6 thoughts on “Small Change | 6

  1. Yes! This is such an easy way to avoid plastic. I wonder why bringing your own cloth bags to the checkout has become so normal, but cloth produce bags haven’t yet. And, that cart full of vegetables is so gorgeous and makes me seriously hungry!

  2. I find it interesting that you get strange looks and such for using reusable produce bags. People usually tell me they think it’s a great idea. Unfortunately, they don’t very often ask where to get them. I’ve never had anyone complain.

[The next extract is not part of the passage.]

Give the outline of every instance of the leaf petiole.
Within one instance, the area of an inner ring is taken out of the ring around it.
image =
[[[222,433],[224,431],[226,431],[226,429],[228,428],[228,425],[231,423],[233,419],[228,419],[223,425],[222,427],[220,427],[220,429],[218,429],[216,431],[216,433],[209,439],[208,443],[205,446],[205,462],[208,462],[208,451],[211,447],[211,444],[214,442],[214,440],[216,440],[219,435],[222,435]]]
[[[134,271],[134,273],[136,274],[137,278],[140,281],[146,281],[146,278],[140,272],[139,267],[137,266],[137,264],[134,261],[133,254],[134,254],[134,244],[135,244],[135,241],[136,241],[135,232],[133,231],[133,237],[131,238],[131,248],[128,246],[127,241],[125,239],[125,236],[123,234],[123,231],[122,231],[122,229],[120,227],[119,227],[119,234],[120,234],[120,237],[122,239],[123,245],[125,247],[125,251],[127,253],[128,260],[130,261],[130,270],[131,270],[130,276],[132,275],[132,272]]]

    1. Using cloth bags doesn’t get much attention, but filling my jars in the bulk aisle most definitely gets a fair amount of attention of varying degrees. Just a couple weeks ago a Whole Foods checker got temperamental with me because she didn’t know how to enter the tare weights. A tare weight is a fraction of a pound, so a jar that is 1.7 lbs. actually gets entered as 170. Some checkers understand, but many would enter it as 17, which means I would paying well over the cost of the food. By the end of the transaction she thanked me for bringing my glass jars, but she was not pleased with the hassle it caused her. That has been the biggest challenge, but I tend to shop the same store, so most checkers understand the process by now. I’m so glad you’ve had positive experiences with bringing reusable produce bags! Thanks for sharing!